Le con, il préfère inventer que bosser. On peut le comprendre. Dieu, c’est l’invention absolue parce que ça explique tout et que ça justifie tout. « Dieu me l’a donnée » disait Rockefeller à propos de sa fortune. C’est bien pratique. Les hommes morts, les hommes ruinés, les paysages dévastés, si ça vous plaît pas, adressez vous à Dieu. C’est pas ce qu’il vous répondra qui va gêner Rockefeller.
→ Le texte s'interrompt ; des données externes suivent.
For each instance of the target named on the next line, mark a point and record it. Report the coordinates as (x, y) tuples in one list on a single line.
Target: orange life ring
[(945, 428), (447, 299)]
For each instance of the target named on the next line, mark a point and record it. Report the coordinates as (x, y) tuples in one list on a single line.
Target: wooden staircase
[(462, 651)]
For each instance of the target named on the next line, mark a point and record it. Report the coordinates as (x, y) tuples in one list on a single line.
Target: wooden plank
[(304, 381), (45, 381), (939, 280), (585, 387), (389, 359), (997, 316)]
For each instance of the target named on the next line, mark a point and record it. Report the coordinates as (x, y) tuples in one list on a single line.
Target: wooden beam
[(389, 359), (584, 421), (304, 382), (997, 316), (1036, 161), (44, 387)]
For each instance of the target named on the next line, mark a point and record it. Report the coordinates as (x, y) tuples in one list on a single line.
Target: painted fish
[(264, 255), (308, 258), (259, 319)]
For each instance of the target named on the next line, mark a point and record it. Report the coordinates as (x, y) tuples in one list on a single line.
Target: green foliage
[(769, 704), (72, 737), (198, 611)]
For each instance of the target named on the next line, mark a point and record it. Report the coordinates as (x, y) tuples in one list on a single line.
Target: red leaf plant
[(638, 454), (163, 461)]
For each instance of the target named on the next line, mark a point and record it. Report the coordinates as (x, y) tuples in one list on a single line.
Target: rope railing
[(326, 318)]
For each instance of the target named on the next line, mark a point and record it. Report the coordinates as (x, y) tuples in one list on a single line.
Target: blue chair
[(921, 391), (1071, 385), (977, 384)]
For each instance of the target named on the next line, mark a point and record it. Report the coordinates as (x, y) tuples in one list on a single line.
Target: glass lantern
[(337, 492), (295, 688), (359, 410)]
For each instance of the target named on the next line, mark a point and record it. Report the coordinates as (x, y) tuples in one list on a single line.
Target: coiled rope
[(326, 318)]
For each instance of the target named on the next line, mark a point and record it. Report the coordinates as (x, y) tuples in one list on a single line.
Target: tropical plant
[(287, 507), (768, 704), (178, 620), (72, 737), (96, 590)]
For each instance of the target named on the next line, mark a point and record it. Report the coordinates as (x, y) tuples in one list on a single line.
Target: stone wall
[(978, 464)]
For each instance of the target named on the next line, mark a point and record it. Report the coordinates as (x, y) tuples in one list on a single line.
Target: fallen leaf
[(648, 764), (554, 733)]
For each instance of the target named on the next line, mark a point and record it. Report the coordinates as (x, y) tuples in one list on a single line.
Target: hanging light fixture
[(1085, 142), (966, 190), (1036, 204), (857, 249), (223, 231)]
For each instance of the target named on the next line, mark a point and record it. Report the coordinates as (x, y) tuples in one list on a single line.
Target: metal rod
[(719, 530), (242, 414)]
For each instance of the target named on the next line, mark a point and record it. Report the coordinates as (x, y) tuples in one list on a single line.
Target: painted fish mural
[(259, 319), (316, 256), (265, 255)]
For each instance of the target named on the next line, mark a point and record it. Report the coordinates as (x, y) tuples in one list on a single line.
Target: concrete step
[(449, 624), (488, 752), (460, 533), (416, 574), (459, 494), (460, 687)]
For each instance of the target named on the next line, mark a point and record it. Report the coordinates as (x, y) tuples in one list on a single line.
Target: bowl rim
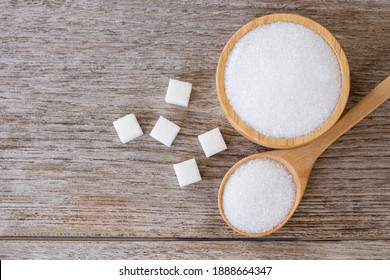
[(250, 133)]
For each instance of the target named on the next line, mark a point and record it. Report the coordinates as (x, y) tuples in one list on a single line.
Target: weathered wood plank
[(378, 249), (68, 70)]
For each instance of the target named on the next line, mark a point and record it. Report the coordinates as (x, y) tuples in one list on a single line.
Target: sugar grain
[(283, 79), (259, 195)]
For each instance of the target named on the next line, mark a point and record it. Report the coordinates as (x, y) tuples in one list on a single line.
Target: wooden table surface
[(70, 189)]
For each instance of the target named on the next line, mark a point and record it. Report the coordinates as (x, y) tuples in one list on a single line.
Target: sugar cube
[(187, 172), (178, 93), (212, 142), (127, 128), (165, 131)]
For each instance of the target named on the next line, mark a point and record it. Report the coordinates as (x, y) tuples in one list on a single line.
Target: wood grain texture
[(69, 68), (170, 249)]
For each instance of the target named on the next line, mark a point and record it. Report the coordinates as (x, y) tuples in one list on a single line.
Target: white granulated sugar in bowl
[(258, 195), (283, 79)]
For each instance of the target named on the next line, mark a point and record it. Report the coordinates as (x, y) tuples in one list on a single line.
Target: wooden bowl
[(251, 133)]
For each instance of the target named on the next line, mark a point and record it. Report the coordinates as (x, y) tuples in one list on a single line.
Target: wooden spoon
[(299, 161)]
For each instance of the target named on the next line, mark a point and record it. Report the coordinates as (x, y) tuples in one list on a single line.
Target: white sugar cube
[(212, 142), (165, 131), (187, 172), (178, 93), (127, 128)]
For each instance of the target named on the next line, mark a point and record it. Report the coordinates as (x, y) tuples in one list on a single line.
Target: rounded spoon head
[(297, 179)]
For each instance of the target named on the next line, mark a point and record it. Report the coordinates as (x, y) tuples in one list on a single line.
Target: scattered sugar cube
[(187, 172), (178, 93), (212, 142), (127, 128), (165, 131)]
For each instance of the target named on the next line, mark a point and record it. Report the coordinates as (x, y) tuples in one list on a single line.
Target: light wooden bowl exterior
[(249, 132), (300, 161)]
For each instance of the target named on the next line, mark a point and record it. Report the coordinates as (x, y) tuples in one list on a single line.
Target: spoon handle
[(369, 103)]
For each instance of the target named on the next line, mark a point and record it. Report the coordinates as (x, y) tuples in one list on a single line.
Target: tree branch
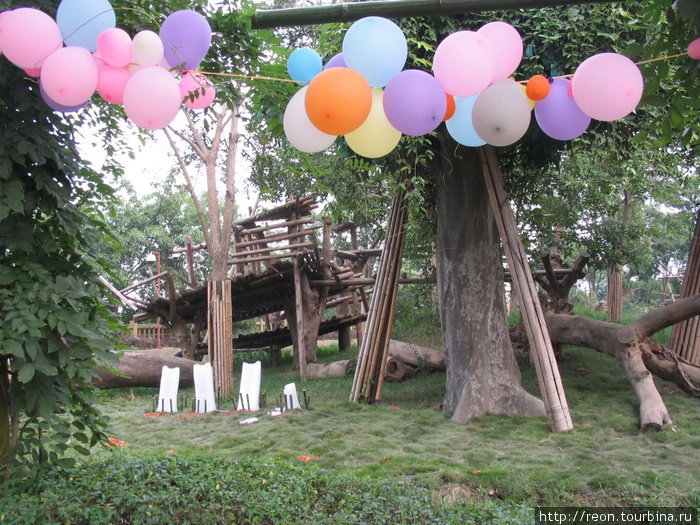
[(190, 188), (660, 318)]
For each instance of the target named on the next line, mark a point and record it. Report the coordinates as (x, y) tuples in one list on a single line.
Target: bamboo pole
[(299, 311), (545, 363), (350, 11), (685, 337)]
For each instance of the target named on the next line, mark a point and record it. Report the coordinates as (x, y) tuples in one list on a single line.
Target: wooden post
[(546, 366), (220, 325), (299, 311), (373, 352), (685, 337)]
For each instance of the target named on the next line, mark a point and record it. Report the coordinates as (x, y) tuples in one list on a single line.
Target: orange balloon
[(451, 107), (537, 88), (338, 100)]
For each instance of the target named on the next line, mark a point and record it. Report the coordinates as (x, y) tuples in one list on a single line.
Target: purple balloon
[(414, 102), (558, 115), (186, 37), (59, 107), (336, 61)]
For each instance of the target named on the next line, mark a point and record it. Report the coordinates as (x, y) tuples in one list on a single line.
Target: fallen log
[(395, 369), (638, 354), (334, 369), (419, 356), (143, 368)]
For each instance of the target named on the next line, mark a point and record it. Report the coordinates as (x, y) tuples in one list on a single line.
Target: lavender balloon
[(186, 37), (414, 102), (59, 107), (558, 115)]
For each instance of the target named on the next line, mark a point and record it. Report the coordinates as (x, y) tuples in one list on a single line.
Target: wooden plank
[(303, 233)]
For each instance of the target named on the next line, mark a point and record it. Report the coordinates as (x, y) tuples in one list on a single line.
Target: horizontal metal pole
[(351, 11)]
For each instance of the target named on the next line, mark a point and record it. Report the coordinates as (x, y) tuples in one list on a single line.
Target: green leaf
[(26, 373)]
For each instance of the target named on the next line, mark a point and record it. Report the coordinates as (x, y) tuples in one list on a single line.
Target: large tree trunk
[(482, 374), (638, 354), (615, 293)]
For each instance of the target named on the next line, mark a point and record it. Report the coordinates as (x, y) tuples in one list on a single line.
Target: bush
[(131, 490)]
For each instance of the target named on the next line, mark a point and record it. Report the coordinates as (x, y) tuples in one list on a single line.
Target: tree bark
[(143, 368), (482, 374), (419, 356), (638, 354)]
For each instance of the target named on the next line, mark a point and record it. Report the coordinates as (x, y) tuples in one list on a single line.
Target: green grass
[(605, 460)]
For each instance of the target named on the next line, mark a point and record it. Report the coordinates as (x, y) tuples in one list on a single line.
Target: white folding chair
[(249, 393), (291, 399), (204, 400), (167, 395)]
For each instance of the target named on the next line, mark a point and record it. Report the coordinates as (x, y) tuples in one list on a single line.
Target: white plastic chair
[(167, 395), (249, 393), (291, 399), (204, 400)]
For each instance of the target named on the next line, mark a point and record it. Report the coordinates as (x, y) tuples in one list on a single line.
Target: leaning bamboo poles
[(373, 353), (546, 367), (220, 343), (685, 338)]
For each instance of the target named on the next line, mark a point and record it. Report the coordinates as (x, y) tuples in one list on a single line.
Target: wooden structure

Le con, il préfère inventer que bosser. C’est pour ça qu’il peut être intelligent. Comme Freud. C’est bien foutu sa théorie. Complètement auto-référencée, mais ça ne change rien à l’intelligence de la construction. S’il avait du s’attaquer au problème par la dissection et l’analyse du cerveau (par le démontage du moteur), il ne serait arrivé à rien. En tous cas, pas à un système complet. Juste quelques avancées modestes, comme Charcot, Broca ou Babinski. Il avait pas les outils, tonton Sigmund. Alors, il a inventé.

Ça a marché. L’Homme aime bien les explications globales qui le différencient du reste de la Vie. Les religions, par exemple. Ce qu’il y a de bien, c’est qu’il ne saura jamais que ça ne marche pas. Et il n’admettra jamais que l’antonyme de la mort, c’est la naissance, pas la vie.

On en reparlera….

1 commentaire:

  1. D'où l'idée du psy qui remplace le curé...l'objecteur de conscience, lol.
    Mais les américains, ils trouvent les psy ringards depuis 10ans : ils ont des coachs et ca marche!
    Un coach _con ou pas_ qui rassure, encourage ou encore qui est présent pour améliorer sur mesure une vie et la rater le moins possible dans son corps-esprit et rapports sociaux.
    Un psy con pour un patient con, un coach con pour un coaché con etc.
    Je remarque que le coach, c'est tout de même moins sacré et plus incarné que le curé, psy et autres gourous.
    In fine ces américains, s'approcheraient-ils via le coaching physio-social (et non depuis la seule psychée si propre aux européens) d'une vision plus organique d'un "ben essere" qui les dé/re-génèrent???